We are using the stochastic block model in a research project and trying to formulate how we would best utilise the community structure results downstream, and would welcome any suggestions.
We fit a nested stochastic block model with an edge weight, which gives us a hierarchical partition. From this, we want to report not just the underlying community structure, but also some form of corresponding weights of given blocks, how ‘important' a given block is with respect to the edge weight, say.
Considering an example on the weighted foodweb network:
import graph_tool.all as gt; import numpy as np; import matplotlib;
g = gt.collection.ns["foodweb_baywet"]
state = gt.minimize_nested_blockmodel_dl(g, state_args=dict(recs=[g.ep.weight],
rec_types=["real-exponential"]))
This yields a hierarchical community structure, but how would you most suitably determine what communities were ‘most’ or ‘least’ important/influential/correlated with respect to the edge weight?
I have considered whether this might be done with centrality metrics on the blocks (or perhaps vcount and ecount data from a condensation graph on the hierarchical blocks), but was keen to see if you had a more innovative idea...

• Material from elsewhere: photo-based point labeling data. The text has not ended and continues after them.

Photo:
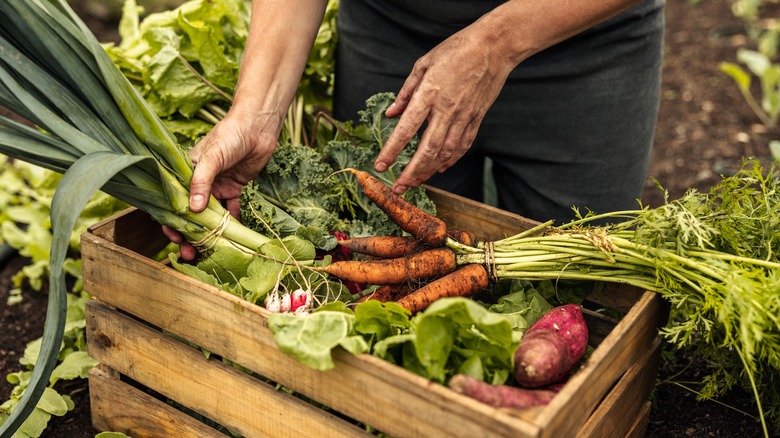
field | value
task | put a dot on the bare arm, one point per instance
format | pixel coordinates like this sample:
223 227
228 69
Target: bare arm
280 38
453 85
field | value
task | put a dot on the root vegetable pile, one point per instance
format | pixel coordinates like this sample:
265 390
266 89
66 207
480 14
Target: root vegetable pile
713 256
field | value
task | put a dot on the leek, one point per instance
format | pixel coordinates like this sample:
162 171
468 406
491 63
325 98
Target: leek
86 120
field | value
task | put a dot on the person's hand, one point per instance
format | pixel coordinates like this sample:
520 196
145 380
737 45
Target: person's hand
229 157
451 87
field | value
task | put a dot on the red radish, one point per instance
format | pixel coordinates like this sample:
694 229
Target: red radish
551 347
285 302
500 396
272 302
301 301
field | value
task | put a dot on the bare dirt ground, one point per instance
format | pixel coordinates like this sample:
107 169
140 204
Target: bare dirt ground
704 130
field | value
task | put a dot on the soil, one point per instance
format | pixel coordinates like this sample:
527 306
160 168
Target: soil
705 128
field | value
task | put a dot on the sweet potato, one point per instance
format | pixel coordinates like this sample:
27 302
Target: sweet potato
500 396
552 347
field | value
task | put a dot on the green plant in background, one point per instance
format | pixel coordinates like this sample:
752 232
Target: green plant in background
26 193
185 63
761 63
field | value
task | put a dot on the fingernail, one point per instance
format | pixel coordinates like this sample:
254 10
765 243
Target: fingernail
197 203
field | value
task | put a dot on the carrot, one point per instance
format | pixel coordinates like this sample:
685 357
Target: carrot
406 215
385 247
389 292
465 281
462 236
500 396
424 264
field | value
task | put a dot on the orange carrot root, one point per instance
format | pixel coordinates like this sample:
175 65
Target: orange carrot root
463 236
424 264
406 215
389 292
465 281
384 247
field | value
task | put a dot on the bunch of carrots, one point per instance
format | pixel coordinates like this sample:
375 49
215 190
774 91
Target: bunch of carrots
413 270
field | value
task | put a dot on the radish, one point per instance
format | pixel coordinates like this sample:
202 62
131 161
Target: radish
301 301
272 302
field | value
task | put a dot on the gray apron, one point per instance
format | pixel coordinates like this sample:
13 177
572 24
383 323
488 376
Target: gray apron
573 126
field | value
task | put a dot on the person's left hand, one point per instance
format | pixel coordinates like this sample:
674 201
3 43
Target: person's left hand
451 87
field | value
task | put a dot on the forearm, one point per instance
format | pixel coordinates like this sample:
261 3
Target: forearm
280 38
519 29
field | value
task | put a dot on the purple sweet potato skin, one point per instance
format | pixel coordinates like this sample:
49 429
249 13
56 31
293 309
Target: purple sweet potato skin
500 396
551 347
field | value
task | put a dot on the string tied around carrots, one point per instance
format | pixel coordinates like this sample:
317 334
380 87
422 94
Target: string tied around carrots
490 261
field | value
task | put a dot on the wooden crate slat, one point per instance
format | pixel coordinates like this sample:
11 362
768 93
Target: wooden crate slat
119 407
624 404
216 390
118 273
582 393
236 329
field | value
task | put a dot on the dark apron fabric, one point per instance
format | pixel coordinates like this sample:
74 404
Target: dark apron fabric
573 126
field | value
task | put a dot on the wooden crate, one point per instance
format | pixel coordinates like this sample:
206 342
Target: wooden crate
145 318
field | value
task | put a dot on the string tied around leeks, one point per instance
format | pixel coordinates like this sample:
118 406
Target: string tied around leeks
208 241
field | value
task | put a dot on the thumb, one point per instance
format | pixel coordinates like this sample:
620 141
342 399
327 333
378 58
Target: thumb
200 186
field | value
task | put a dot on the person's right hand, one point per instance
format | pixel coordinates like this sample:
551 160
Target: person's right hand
229 157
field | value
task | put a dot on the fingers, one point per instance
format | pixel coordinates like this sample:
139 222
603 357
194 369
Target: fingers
444 142
405 94
200 187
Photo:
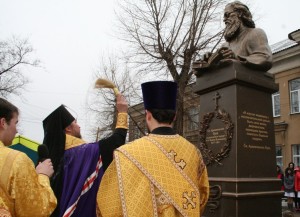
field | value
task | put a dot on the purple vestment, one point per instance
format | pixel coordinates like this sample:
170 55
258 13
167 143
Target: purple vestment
80 162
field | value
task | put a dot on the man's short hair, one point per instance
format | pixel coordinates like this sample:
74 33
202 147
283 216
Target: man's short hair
163 116
246 15
7 109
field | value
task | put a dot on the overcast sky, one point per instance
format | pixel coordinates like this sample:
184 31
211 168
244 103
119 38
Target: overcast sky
71 36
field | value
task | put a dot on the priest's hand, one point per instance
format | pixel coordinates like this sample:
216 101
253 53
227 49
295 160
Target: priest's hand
45 168
121 104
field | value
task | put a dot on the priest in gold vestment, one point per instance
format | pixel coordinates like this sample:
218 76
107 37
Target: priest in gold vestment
24 190
161 174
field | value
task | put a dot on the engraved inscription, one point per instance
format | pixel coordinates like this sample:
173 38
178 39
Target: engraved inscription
256 130
216 136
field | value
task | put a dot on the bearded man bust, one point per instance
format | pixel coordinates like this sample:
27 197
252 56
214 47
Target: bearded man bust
244 42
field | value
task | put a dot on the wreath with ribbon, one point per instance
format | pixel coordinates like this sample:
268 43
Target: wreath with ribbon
210 157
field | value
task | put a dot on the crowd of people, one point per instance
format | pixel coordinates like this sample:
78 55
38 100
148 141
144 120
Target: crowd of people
151 176
290 184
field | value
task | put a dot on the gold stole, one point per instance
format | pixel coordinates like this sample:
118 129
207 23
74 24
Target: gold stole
6 202
152 166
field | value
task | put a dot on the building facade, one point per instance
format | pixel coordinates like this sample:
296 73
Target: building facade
286 102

It is impossible to answer this kind of question absent of a very
specific context and objective in mind. One of the biggest sins in
network science is the proliferation of centrality metrics that attempt
to define which node is "best" or "most important" as if there was a
general answer to this question.
So, I can't tell you which community is most "important"; you have to
tell me what you mean by this.
Apologies for not being clearer. Let me try and make my example more specific:
I have a network defined from brain imaging and am passing an edge weight of a given clinical variable. In this example the nodes are voxels of brain tissue, the edges are the presence of the voxels being structurally connected in imaging space, and the edge weight is the relationship of this to a clinical variable, a weight which incorporates ageing. I want to firstly derive the community structure, passing the edge weight, which ultimately gives me clusters of voxels. But, in addition I want to derive some formulation of a weight for the community blocks for their relation to the passed edge weight. For instance, in this example I would want a block which contains voxels within the hippocampus to be negatively associated to an age weight given atrophy associated with age, but a block containing voxels of the ventricular system to be positively associated as they will enlarge with age.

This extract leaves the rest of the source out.